La silenciosa modestia de la película permite a Haigh crear una atmósfera etérea tan fría y estéril que Adam y Harry bien podrían ser los dos últimos hombres en la Tierra. El fuego entre ellos se enciende con tanto cuidado que parece que el mundo entero podría oscurecerse si se apagara. En las escenas de sexo -que ocupan el segundo lugar erótico-realista 2023 después de Passages de Ira Sachs-, el director encuentra la fórmula química del enamoramiento: captura no solo ese sentimiento desbordado del amor, sino todo el miedo y la vulnerabilidad que lo acompaña. Mescal obtiene algunos de estos encantadores reflejos, basándose en el tipo de tristeza tenue que el actor mostró en Aftersun.
Todos Somos Extraños es una historia de fantasmas, pero en los espectros de Haigh hay empatía y comprensión. Manifestaciones de la inseguridad y la ansiedad personales, son avatares de conversaciones que nunca se tuvieron y de un tiempo que se acabó demasiado pronto. Haigh captura magníficamente el dolor abrasador de perder a un ser querido, pero también la catarsis que ofrece procesarlo. Una exhumación que resulta angustiante, pero también esperanzadora: la tranquilidad sólo proviene de aprender a vivir con la melancolía de extrañar a alguien y de abrazar la conexión donde la encuentras.

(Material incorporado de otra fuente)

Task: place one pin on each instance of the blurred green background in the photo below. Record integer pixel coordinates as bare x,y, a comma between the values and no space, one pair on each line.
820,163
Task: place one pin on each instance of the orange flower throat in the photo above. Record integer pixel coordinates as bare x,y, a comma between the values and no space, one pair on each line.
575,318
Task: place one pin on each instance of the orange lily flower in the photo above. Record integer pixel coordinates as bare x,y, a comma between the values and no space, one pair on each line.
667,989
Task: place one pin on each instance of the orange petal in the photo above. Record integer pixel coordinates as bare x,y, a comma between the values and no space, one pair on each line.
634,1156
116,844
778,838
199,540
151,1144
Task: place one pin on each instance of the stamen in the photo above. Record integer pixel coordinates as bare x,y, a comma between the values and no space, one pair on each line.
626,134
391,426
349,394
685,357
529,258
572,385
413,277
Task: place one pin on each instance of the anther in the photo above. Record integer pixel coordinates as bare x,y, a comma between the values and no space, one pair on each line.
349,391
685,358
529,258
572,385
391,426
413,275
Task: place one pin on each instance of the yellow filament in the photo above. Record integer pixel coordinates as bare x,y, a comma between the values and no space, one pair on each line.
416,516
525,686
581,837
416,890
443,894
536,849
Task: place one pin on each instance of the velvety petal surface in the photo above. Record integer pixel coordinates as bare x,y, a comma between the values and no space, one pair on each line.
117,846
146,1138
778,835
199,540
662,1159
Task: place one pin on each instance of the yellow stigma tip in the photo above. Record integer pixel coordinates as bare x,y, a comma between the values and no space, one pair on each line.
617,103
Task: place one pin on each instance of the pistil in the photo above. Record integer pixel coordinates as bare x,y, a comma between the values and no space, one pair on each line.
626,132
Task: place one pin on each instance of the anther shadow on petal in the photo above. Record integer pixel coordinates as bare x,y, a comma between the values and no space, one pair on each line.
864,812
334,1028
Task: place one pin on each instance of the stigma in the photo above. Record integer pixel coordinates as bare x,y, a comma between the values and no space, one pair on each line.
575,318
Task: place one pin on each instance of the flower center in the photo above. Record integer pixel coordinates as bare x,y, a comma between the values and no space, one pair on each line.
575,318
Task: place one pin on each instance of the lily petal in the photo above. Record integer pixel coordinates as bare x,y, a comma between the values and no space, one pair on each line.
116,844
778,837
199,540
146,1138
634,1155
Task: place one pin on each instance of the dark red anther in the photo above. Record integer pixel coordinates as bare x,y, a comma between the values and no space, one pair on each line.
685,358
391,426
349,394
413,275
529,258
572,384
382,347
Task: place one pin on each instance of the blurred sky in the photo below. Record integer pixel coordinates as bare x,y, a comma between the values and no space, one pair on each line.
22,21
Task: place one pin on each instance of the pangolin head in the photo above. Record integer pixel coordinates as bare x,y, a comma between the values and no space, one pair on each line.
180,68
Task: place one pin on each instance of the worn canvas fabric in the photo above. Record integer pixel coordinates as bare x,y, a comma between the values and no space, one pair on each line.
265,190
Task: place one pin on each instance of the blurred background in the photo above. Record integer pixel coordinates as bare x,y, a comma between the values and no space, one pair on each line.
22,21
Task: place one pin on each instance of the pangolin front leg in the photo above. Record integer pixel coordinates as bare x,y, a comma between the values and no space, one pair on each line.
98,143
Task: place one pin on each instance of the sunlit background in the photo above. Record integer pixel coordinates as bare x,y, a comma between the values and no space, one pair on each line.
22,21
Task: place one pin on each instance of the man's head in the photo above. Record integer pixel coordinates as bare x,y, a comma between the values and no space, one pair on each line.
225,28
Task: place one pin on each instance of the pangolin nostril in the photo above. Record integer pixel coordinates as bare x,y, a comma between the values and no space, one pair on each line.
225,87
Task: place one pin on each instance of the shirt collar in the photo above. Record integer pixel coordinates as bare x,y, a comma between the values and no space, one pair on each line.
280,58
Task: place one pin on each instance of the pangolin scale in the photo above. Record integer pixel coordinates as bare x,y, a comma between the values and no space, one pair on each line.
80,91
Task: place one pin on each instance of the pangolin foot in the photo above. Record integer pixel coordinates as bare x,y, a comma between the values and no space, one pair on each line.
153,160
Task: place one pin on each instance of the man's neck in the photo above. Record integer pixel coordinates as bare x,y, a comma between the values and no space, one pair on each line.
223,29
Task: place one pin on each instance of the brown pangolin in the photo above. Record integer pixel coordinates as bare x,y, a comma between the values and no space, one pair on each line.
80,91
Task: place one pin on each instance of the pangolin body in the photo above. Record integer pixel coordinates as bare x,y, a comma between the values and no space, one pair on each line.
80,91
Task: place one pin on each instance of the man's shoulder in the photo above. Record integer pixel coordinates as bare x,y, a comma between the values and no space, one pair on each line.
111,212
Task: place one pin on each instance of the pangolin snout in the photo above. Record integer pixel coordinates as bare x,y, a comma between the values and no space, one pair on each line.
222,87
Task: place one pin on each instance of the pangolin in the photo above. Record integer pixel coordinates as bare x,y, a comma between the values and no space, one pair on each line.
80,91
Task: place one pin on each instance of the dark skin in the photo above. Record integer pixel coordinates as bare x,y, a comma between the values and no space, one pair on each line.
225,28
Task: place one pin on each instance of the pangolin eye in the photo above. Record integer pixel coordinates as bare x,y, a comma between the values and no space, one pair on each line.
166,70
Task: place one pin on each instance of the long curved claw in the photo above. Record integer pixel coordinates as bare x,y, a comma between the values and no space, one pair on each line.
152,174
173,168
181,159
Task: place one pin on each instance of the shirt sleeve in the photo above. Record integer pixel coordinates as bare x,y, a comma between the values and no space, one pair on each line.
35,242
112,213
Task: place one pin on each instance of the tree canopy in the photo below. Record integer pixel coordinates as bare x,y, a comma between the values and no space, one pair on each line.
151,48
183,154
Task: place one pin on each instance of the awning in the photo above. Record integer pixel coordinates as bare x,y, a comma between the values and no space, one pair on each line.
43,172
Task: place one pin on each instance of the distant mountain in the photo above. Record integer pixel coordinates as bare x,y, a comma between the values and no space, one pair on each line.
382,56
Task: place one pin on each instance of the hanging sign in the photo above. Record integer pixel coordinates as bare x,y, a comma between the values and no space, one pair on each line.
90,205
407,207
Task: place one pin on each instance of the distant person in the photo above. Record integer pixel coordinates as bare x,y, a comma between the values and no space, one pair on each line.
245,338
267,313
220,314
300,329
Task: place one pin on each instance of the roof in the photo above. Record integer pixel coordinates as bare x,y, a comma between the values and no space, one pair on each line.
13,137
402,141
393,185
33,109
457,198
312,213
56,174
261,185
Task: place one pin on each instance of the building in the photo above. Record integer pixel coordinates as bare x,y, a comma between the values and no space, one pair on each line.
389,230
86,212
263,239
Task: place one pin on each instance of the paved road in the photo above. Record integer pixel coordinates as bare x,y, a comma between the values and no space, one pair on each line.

En un panorama cinematográfico saturado de ruido y furia, de efectos especiales y tramas previsibles, Todos Somos Extraños se atreve a ser silenciosa, contemplativa, ambigua. Y esa es su mayor virtud, su razón de ser, su pequeño milagro.
Los fantasmas están entre nosotros. Siempre lo han estado. Quizás la única manera de vivir con ellos es invitarlos a pasar, ofrecerles un asiento, escuchar lo que tienen que decir. Y luego, solo luego, dejarlos ir. O no. Quién sabe.